Cheap seats but expensive food
I’ve posted about how cheap tickets to Covent Garden can be and a little on how to see plays or concerts cheaply or even for free (more on this in a future post). Unfortunately, food and drink are not cheap at the ROH, “cheese sandwich and a glass of house wine? That’ll be £16.50, please,” and even a cheap meal nearby will double the cost of a night out. Operas are long: the Minotaur was three hours including the interval and Robert le Diable was over four; add in three hours of travelling to get there and back and I’m out for six or seven hours. The easiest solution it is to go to a matinee but for some reason opera doesn’t seem to do matinees.
However, a Horizon programme has convinced me of the value of fasting occasionally so I’m now killing two birds with one stone. I only go to the opera or ballet in the evening a couple of times a month and I’ve found that fasting on those days is surprisingly easy to handle – I’m feeling hungrier today after a decent lunch than I was at this point yesterday. I suspect there might be dangers to fasting too much so I’m sticking to a maximum of one day a week.
Skyfall
I’m seeing Skyfall this afternoon. I haven’t seen a Bond movie on the big screen for over 40 years but I still remember the plot they all had. Bond is in bed with a beautiful woman, makes bad puns, sabotages something, goes back to bed with the same woman or a different one (sometimes kills her and makes a bad pun as she turns out to be on the other side). Then we have great opening credits (usually the best bit) and music. Bond goes to HQ, flirts with M’s secretary and makes bad puns. M offers mission to defeat a Villain who wants to destroy or take over the World. It will involve lots of smoking, drinking, driving an Aston Martin and sleeping with beautiful women, should he accept it. He accepts it, gets some gadgets from Q including a car with special gimmicks. He smokes, drinks, goes to bed with beautiful women, drives the car for ten minutes and crashes it. The Villain captures him and tortures him. Rather than killing him, the Villain leaves him to be killed by lasers or fish. He escapes with the help of a gadget, a beautiful woman or a paper clip. He kills the Villain’s henchmen and foils the plot to blow up the world but the Villain escapes. Bond goes to bed with a beautiful woman and makes a bad pun. Good end credits (but not as good as the opening credits). The End.

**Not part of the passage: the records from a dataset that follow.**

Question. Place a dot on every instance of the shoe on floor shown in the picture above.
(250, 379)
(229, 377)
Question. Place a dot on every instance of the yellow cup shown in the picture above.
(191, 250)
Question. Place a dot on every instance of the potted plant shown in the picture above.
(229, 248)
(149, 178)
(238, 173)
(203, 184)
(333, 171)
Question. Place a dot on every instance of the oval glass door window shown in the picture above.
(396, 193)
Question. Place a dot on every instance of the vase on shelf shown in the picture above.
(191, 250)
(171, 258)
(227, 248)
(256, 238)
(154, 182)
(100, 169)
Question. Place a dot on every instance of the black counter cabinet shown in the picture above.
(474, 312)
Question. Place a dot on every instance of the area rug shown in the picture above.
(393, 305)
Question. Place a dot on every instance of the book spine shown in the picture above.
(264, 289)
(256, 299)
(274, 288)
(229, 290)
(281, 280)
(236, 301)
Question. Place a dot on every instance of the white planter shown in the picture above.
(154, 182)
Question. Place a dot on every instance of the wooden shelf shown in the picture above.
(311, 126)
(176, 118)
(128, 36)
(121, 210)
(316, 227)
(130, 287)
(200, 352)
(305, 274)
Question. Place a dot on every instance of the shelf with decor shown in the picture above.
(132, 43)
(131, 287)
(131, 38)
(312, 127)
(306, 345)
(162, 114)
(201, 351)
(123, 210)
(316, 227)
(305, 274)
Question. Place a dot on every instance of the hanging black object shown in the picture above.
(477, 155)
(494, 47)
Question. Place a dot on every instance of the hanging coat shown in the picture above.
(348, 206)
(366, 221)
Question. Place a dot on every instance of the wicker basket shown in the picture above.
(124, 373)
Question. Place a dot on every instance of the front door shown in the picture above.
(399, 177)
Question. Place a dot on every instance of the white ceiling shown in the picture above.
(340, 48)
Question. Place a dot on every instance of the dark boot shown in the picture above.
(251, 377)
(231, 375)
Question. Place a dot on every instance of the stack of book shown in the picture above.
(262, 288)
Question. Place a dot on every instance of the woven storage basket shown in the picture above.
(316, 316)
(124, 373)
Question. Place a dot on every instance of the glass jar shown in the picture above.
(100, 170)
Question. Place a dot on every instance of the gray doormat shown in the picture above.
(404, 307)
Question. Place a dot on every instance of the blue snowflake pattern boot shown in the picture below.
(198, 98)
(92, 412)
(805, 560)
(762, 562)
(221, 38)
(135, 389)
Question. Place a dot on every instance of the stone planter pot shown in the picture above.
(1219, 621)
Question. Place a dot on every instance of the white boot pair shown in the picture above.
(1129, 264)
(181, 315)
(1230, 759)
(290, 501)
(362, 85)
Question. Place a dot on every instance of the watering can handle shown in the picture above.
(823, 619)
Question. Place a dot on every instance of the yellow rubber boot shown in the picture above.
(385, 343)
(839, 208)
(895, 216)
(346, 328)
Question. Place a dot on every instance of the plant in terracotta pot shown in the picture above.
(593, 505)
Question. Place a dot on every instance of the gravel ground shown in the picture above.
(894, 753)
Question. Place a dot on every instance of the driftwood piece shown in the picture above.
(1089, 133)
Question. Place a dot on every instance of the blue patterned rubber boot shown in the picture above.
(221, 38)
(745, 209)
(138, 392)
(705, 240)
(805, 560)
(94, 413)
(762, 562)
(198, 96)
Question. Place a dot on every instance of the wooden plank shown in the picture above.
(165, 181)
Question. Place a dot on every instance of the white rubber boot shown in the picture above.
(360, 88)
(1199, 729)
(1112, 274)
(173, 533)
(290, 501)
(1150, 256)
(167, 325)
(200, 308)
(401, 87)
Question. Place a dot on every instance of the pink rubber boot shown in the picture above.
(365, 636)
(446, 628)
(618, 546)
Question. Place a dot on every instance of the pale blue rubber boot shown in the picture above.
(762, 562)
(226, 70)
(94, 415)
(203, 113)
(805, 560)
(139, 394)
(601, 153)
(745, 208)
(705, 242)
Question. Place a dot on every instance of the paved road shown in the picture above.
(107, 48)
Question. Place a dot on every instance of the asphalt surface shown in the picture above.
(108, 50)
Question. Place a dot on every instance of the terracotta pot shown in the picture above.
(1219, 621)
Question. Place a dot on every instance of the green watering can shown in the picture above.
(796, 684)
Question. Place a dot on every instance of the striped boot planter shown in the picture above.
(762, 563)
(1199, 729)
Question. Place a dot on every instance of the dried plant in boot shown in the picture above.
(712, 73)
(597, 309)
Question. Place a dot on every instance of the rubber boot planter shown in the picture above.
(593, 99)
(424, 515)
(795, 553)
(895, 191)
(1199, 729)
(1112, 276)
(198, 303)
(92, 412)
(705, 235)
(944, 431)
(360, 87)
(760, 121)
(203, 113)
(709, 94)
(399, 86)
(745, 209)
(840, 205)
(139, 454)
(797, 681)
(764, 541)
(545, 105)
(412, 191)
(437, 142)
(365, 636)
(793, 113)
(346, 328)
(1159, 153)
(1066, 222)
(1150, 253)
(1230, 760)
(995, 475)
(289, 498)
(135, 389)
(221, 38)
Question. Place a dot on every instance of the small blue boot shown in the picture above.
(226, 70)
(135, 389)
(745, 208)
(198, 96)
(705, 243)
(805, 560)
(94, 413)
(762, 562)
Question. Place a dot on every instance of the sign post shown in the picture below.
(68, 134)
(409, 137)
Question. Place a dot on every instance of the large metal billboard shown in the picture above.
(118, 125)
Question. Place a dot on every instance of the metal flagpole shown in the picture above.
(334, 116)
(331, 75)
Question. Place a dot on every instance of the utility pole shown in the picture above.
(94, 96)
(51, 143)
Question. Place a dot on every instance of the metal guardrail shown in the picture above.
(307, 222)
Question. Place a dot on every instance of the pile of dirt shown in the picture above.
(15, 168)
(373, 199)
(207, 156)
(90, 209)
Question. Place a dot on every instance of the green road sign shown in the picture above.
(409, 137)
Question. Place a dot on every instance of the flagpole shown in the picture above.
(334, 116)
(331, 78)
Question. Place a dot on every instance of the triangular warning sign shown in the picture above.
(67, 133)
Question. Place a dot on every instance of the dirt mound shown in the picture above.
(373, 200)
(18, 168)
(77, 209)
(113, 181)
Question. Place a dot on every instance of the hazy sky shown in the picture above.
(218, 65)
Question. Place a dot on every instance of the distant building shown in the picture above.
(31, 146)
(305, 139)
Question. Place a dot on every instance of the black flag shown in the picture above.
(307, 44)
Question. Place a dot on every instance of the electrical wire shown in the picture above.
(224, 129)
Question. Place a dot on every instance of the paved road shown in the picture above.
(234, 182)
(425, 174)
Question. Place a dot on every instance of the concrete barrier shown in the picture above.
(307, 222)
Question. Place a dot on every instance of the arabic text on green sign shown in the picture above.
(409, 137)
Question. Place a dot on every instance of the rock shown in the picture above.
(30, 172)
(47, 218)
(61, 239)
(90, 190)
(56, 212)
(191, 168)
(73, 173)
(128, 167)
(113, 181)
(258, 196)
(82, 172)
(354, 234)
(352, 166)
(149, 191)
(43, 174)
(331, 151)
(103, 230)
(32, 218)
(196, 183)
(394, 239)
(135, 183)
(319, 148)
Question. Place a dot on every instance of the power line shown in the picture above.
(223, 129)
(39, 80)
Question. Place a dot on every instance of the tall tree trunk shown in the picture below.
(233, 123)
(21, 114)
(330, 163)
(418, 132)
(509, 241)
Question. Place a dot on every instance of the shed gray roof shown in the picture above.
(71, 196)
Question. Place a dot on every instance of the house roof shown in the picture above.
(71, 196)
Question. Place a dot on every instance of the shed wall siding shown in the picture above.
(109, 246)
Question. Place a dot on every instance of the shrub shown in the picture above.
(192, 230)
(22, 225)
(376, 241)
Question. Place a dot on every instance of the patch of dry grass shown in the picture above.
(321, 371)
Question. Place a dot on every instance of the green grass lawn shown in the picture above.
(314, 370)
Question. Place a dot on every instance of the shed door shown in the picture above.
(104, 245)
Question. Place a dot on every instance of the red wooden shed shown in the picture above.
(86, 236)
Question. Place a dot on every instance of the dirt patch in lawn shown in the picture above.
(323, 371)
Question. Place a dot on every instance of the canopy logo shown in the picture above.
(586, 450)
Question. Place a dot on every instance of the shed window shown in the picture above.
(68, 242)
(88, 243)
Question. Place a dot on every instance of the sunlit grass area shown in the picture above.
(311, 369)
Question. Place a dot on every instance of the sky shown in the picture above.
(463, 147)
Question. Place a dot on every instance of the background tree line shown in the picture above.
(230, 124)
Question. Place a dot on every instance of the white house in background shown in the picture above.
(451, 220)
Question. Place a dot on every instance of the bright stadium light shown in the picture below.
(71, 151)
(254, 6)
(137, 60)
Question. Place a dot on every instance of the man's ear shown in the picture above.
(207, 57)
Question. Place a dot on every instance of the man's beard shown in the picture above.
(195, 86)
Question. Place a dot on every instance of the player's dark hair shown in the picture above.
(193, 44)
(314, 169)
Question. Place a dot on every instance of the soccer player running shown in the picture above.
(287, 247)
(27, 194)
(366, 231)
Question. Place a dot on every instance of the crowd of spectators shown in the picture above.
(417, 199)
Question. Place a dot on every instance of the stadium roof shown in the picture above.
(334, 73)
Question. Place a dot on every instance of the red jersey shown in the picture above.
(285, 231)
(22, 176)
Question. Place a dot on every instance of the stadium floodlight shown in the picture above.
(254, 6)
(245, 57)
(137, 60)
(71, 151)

Should be different this time – it’s directed by Sam Mendes. I loved his version of Cabaret with Alan Cummings.
Nothing to do with my blog
This is nothing to do with the purpose of my blog but sometimes another blog says something so completely right:
http://www.platitudes.org.uk/platblog/comments.php?y=12&m=12&entry=entry121227-145853
I’ve linked to the comments so you’ll need to scroll up to read the entry; I’m not sure how to link directly to the main entry.